The so-called “Cadillac” health insurance plans in fact can have
premiums around $8,500 for an individual plan and $23,000 for a family
plan.

According to Mercer, one of the largest employer consulting firms in
the country, this tax would hit one in five health insurance plans by
2016.  The Communication Workers of America have estimated that this
would cost families with a Federal Employee Health Benefits Blue
Cross/Blue Shield standard plan with dental and vision benefits an
average of $2,000 per year over the 10 year course of this bill, and
individuals with the same plan can average $1,600 a year over the same
period.  As health care costs continue to rise, the tax will hit more
and more health care plans.  By 2019, it will burden one in three. 

Sanders continued, “The House bill includes a surtax on the
wealthiest people in this country to pay for health care reform.  It
would raise $460 billion over 10 years, with a surcharge on the top
three tenths of 1 percent of taxpayers.  An overwhelming majority of
Americans support it: according to a recent poll by USA Today, 59
percent support the House tax on the wealthy.” 

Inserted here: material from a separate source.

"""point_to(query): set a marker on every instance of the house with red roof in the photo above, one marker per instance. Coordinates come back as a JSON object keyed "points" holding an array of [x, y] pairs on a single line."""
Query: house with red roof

Sanders was joined at the Capitol Hill news conference by
Congressman Joe Courtney (D-Ct.); Larry Cohen, president of the
Communication Workers of America; Arlene Holt Baker, executive vice
president of the AFL-CIO; Lily Eskelsen, vice president of the National
Education Association; James Huber, a Baltimore steel mill health
insurance counselor and member of USW Local 9477; Valerie
Castle-Stanley, AT&T call center worker and CWA member from
southwestern Virginia; and Gary Willett, a Giant Food warehouse worker
and member of Teamster Local 730 in Washington, D.C.